Nude People Have a Beef With Pay-Pal


SooNews.ca SooNews Wire for SooNews.ca
Monday, March 24, 2008, 11:45AM
Printed from http://www.soonews.ca/viewarticle.php?id=16445

After four years of processing subscription payments for Going Natural magazine, PayPal has abruptly cancelled service to its publisher, the Federation of Canadian Naturists (FCN). Attempts to get an explanation as to how the magazine violates PayPal’s “acceptable use” policy have been met with generic e-mails from faceless and implacable customer-service personnel.

Those e-mails falsely claim the magazine is pornographic, and sells “sexually oriented goods or services involving minors” or “services for which the purpose is to facilitate meetings for sexually oriented activities.”

Going Natural magazine is devoted to naturism (or nudism), a social movement over a hundred years old and unrelated to sexual activity. The practices the magazine has portrayed for over 20 years have been shown to benefit people of all ages, especially naturist children. In several scientific polls, millions of people in Canada and the USA report engaging in naturist activities such as skinny-dipping.

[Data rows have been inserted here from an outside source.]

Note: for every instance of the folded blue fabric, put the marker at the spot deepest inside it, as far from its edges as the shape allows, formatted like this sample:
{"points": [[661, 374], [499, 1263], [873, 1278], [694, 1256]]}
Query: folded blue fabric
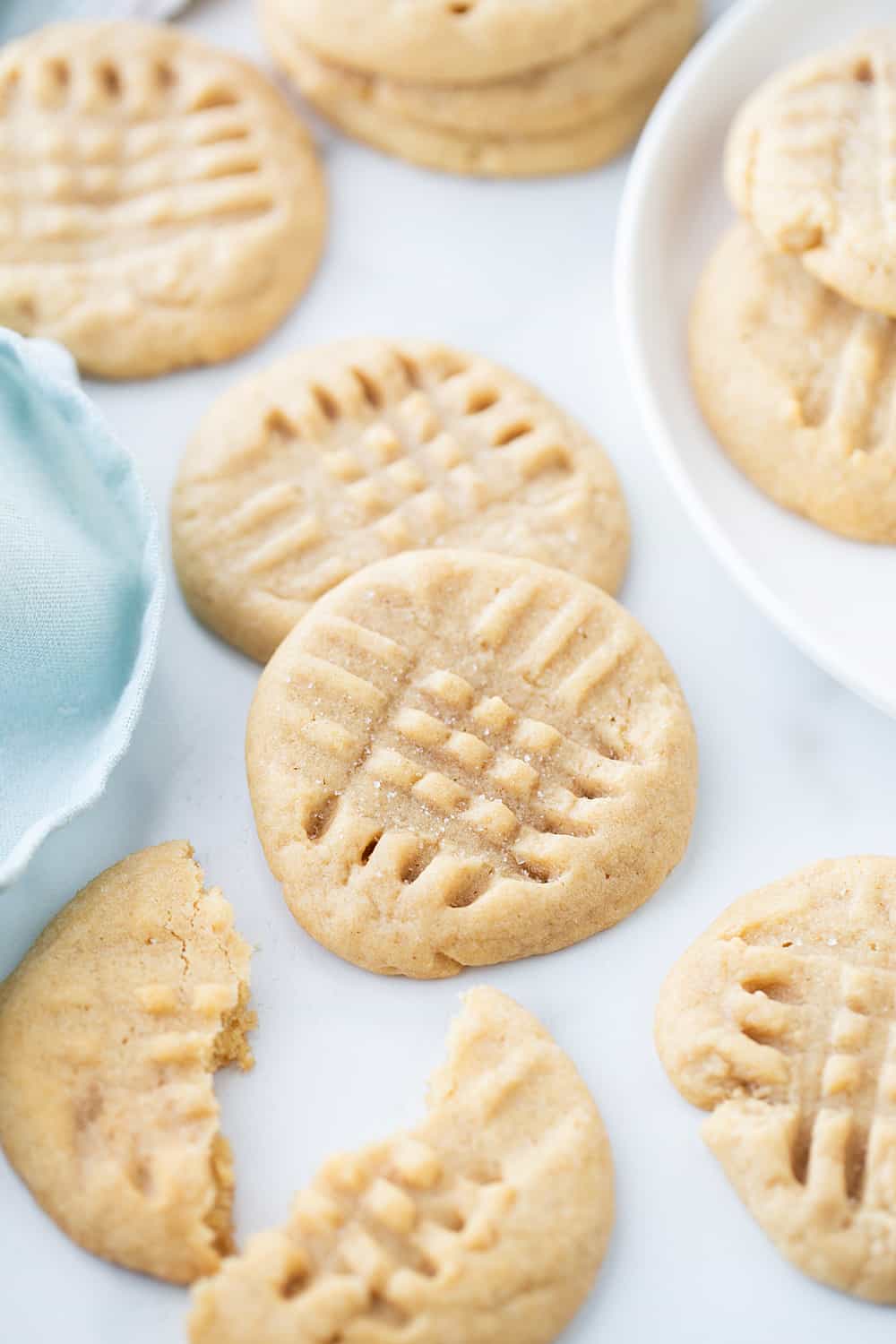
{"points": [[18, 16], [81, 596]]}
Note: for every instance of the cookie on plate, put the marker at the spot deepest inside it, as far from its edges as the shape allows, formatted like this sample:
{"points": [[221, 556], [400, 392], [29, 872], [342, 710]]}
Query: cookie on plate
{"points": [[460, 758], [780, 1021], [595, 82], [798, 386], [343, 454], [161, 203], [110, 1030], [485, 1223], [810, 163]]}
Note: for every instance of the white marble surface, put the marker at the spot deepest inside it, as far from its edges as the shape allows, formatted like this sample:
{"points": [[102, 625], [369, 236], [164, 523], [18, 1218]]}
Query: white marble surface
{"points": [[793, 768]]}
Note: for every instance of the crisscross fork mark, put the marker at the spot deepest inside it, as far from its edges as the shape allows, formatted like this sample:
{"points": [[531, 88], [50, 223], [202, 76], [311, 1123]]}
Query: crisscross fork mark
{"points": [[395, 483], [852, 1069]]}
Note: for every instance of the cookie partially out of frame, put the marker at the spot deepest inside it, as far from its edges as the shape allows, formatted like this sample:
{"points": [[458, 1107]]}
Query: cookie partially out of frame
{"points": [[344, 454], [161, 204], [645, 47], [587, 144], [780, 1021], [110, 1030], [487, 1223], [810, 163], [798, 386], [460, 758]]}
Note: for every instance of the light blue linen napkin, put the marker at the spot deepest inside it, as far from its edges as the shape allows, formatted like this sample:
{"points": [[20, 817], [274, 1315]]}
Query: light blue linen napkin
{"points": [[18, 16], [81, 594]]}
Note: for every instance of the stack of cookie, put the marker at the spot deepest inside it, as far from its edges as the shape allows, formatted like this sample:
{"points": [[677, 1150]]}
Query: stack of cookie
{"points": [[793, 340], [495, 88]]}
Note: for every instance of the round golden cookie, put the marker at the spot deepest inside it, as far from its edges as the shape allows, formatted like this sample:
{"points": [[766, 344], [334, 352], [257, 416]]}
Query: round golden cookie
{"points": [[460, 758], [109, 1034], [571, 150], [161, 204], [343, 454], [798, 386], [810, 163], [780, 1021], [485, 1223], [452, 40], [648, 47]]}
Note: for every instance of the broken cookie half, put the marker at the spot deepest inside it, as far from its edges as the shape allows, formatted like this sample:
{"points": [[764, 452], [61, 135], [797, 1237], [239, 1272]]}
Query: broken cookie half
{"points": [[485, 1223], [110, 1031]]}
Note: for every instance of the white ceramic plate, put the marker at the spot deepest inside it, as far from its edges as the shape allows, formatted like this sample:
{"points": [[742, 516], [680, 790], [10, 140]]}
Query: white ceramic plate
{"points": [[834, 599]]}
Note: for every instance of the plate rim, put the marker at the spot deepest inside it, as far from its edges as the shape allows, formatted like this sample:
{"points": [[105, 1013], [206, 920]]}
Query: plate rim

The FCN is not the first naturist organization to be rejected by PayPal, which arbitrarily denies service to persons or organizations it alone deems socially unacceptable.

“PayPal’s decision about Going Natural and its claims about the FCN are unfounded embellishments born of ignorance,” notes Judy Williams, Government Affairs Director for the FCN.

PayPal has become synonymous, world-wide, with the convenience of online payments. As stated on its website, “PayPal has quickly become a global leader in online payment solutions with more than 153 million accounts worldwide.”

“Organizations such as PayPal with near monopolies in their industries are duty-bound to be objective and fair,” says Ms. Williams. “PayPal also has a responsibility to avoid making arbitrary and narrow judgements, as well as issuing wildly untrue and offensive statements about clients.”

The FCN Board of Directors is considering a class action lawsuit. It wouldn’t be the first against PayPal, which paid out over $9 million in 2004 to settle such a suit. Any organization which believes it has been refused service by PayPal because of political, social, or religious views should contact the FCN.

Finally, Ms. Williams points to PayPal’s hypocrisy for accusing the FCN of sexually immoral and even illegal activities, when PayPal itself supports transactions for “certain sexually oriented physical goods,” as etailed on its website.